When he had carefully dressed himself, he went out to see the actor-manager, whom he confidently expected to find at the theatre between twelve and three.
To be on the safe side, he arrived at the office at twelve o'clock; he found no one there but a porter, who asked him what he wanted and put himself at his service.
Rehnhjelm did not think that he would need his help, and asked to see the actor-manager; he was told that the actor-manager was at the present moment at the factory, but would no doubt come to the office in the course of the afternoon.
Rehnhjelm supposed factory to be a slang expression for theatre, but the porter explained to him that the actor-manager was also a match manufacturer. His brother-in-law, the cashier, was a post office employé and never came to the theatre before two o'clock; his son, the secretary, had a post in the telegraph office, and his presence could never be safely relied upon. But the porter, who seemed to guess the object of Rehnhjelm's visit, handed him, on his own responsibility and in the name of the theatre, a copy of the statutes; the young gentleman was at liberty to amuse himself with it until one of the managerial staff arrived.
Rehnhjelm possessed his soul in patience and sat down on the sofa to study the documents. It was half-past twelve when he had finished reading them. He talked to the porter until a quarter to one, and then set himself to fathom the meaning of paragraph 1 of the statutes. "The theatre is a moral institution," it ran, "therefore the members of the company should endeavour to live in the fear of God, and to lead a virtuous and moral life." He turned and twisted the sentence about, trying to throw light upon it, without succeeding. "If the theatre is a moral institution," he mused, "the members who—in addition to the manager, the cashier, the secretary, the machinists, and scene-shifters—form the institution, need not endeavour to practise all these beautiful things. If it said: The theatre is an immoral institution and therefore ... there would be some sense in it; but that, surely, the management does not intend to convey."
He thought of Hamlet's "words, words," but immediately remembered that to quote Hamlet was stale, and that one ought to clothe one's thoughts in one's own words; he chose his own term, and called the regulations nonsense, but discarded the expression again, because it was not original; but then the original was not original either.

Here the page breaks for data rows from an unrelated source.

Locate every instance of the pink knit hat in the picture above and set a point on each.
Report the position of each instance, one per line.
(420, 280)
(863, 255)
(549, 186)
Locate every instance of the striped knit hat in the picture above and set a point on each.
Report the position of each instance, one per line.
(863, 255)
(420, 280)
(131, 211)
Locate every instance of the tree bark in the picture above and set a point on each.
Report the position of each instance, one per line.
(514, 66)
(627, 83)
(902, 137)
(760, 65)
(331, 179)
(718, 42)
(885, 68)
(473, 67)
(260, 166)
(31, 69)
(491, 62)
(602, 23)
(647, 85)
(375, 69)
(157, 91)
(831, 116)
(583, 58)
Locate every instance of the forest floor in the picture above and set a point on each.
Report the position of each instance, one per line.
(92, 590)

Paragraph 2 helped him to while away a quarter of an hour in meditation on the text: "The theatre is not a place for amusement; it does not merely exist to give pleasure." In one place it said the theatre is not a place for amusement and in another the theatre does not "merely" exist to give pleasure, therefore it did exist to give pleasure—to a certain extent.
He reflected under what circumstances the theatre ministered to one's pleasure. It was amusing to see children, especially sons, defrauding their parents, more particularly when the parents were thrifty, goodhearted, and sensible; it was amusing to see wives deceiving their husbands; especially when the husband was old and required his wife's care. Besides this he remembered having laughed very heartily at two old men who nearly died of starvation because their business was on the decline, and that to this day all the world laughed at it in a piece written by a classical author. He also recollected having been much amused by the misfortune of an elderly man who had become deaf; and that, together with six hundred other men and women, he had shouted with laughter at a priest, who tried, by natural means, to cure his insanity, the result of self-restraint; his mirth had been particularly stimulated by the hypocrisy displayed by the wily priest in order to gain the object of his desire.
Why does one laugh? he wondered. And as he had nothing else to do, he tried to find an answer. One laughed at misfortune, want, misery, vice, virtue, the defeat of good, the victory of evil.
This conclusion, which was partly new to him, put him into a good temper; he found a great deal of amusement in playing with his thoughts. As the management still remained invisible, he went on playing, and, before the lapse of five minutes, he had come to the following conclusion: In a tragedy one weeps at just those things which in comedy make one laugh.